Hi Chad,
Firstly let me congratulate you on your book excellent (3.0 version). It is so satisfying to read a book that starts from 3D first. I have started C# about 15 weeks ago, and me a couple of colleagues started a little competition to learn to make a game in 8Weeks to learn and develop our skills:
http://8weekgame.shawson.co.uk/
We finished the games and was a success. I learnt loads from online tutorials and another book "Learning XNA..." which was good. Using the knowledge i have already built up i took the plunge and purchased yours. I thought 3D would be daunting, and it is! Im only on Chapter 4 and lot of concepts i have to re-read to grasp, but im taking it slow so i can take it in. Anyway, i have a question pertaining to the Vertext Buffers (Page 75). NOw i know Vertext Buffers are lists in memory to hold arrays of vertices, which is good. Just one question, is that memory used the Graphic Cards or normal onboard motherboards (Same question for Xbox and PC).
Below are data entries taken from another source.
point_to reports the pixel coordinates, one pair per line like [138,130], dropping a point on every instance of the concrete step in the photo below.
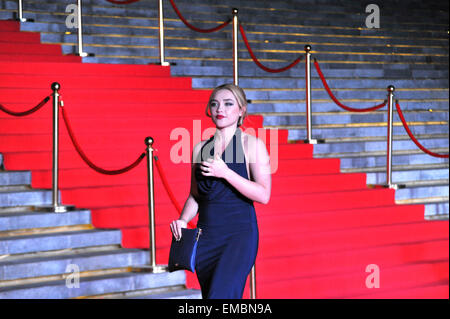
[47,266]
[182,294]
[352,118]
[343,93]
[95,285]
[59,240]
[298,132]
[380,145]
[409,176]
[27,219]
[258,45]
[265,82]
[183,69]
[326,105]
[24,197]
[422,192]
[378,159]
[437,210]
[8,178]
Im just wanting to cement my knowledge before moving on.
Cheers Chad :)
::Twitter::8WeekGame::Blog::
I'm glad you are enjoying the book! Sorry it took me a little while to respond - this week has been busy.
You may find this powerpoint interesting:
http://gpgpu.org/static/s2005/slides/lefohn.MemoryModelOverview.ppt
This is very interesting Chad, much appreciated. Another question (sorry!) Does the Garbage Collection run against GPU as well then? Or is this handled by the Graphics Card it self? I only ask because i thought a GPU memory is write only? Or does that mean each scenes vertex data is overriitten.
Garbage Collection is done by the .NET Framework. So garbage collection is only done on the main machine's memory and not the GPU's memory. The SetData call is overwriting the vertex buffer every time.
Thanks Chad, makes perfetc sense, thank you :)
Here is some more information regarding vertex buffers and how they work now in 4.0.
http://blogs.msdn.com/b/shawnhar/archive/2010/07/07/setdataoptions-nooverwrite-versus-discard.aspx
Just figured I would pass it along. Definitely make sure you are keeping an eye on Shawn Hargreaves blog if you aren't already. He was the technical editor of my original book and he has tons of great information.